For instance, when the $$x$$ is equal to 0, the true value of $$y$$ based on the model would be 0.094. However, when we fit a linear model to 10 different datasets with the underlying true model, the average predicted value was -.107 with a standard deviation of 0.047 across ten replications.
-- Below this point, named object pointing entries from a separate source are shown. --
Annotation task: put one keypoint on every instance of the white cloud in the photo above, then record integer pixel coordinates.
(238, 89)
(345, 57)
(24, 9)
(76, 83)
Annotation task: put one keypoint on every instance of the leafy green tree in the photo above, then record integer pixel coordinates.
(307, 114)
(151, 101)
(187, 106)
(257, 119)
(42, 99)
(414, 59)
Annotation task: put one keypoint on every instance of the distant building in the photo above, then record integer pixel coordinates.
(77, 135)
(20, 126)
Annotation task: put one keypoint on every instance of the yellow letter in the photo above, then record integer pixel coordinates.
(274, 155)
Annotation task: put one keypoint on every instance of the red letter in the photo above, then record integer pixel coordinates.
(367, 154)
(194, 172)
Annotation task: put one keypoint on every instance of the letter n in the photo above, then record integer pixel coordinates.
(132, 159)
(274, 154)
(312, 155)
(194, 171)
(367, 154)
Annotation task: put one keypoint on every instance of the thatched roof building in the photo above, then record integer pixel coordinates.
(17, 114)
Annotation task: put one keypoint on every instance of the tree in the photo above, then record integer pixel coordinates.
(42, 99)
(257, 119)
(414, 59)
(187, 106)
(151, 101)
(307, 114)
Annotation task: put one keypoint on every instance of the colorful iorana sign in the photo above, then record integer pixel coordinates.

Similarly, when the $$x$$ is equal to 0.316, the true value of $$y$$ based on the model would be 0, but the average prediction was 0.059 with a standard deviation of 0.032 across ten replications. A linear model provides biased estimates such that there is an underestimation at the lower values of $$x$$ and higher values of $$x$$. At the same time, there is an overestimation in the middle of the range of $$x$$.

Let’s do the same experiment by fitting a more complex 6th-degree polynomial to the same datasets with the same underlying true model.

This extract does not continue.